Fundamental processes in organic spintroncis

Abstract

Organic spintronics can be divided into two major topics: magnetic field effect and spin injection. It has been shown that external magnetic field can significantly change photoluminescence, injection current, electroluminescence and photocurrent in organic semiconducting materials, which corresponds to magnetic field effect in organic semiconducting materials. In recent years, magnetic field effects in non-magnetic organic semiconducting materials have attracted intensive attention and research interest. They have emerged as powerful experimental tools to study useful and unuseful processes in charge-transport and excited states in organic electronic, optic and optoelectronic devices, providing effective approaches to tackle bottle-neck problems in charge-transport and excited states processes and offering scientific principles for muti-functional integration of magnetic, optical and electronic properties.

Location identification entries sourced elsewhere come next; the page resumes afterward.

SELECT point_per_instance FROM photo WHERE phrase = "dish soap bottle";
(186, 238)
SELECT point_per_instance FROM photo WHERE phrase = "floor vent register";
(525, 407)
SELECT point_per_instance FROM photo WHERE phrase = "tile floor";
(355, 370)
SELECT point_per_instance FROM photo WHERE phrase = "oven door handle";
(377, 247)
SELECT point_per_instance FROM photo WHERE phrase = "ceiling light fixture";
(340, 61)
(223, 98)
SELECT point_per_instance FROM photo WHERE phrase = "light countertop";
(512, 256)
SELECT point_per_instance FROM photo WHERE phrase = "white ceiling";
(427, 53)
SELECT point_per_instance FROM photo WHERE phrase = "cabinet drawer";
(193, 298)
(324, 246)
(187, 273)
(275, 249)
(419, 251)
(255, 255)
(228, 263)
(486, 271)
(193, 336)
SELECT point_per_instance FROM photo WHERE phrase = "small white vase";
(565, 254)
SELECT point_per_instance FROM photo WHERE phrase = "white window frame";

In addition, magnetic field effects open new avenues to enhance energy conversion efficiency, frequency range and sensitivity in optoelectronic detecting or sensing devices. Furthermore, spin injection and its tuning on charge-transport and excited states processes based on ferromagnetic electrodes in organic semiconducting materials and devices can be used to develop novel functional spin-optoelectronic devices. This paper reviews the fundamental processes involved in the effects of magnetic field and spin injection on optoelectronic functions in organic semiconducting materials and devices.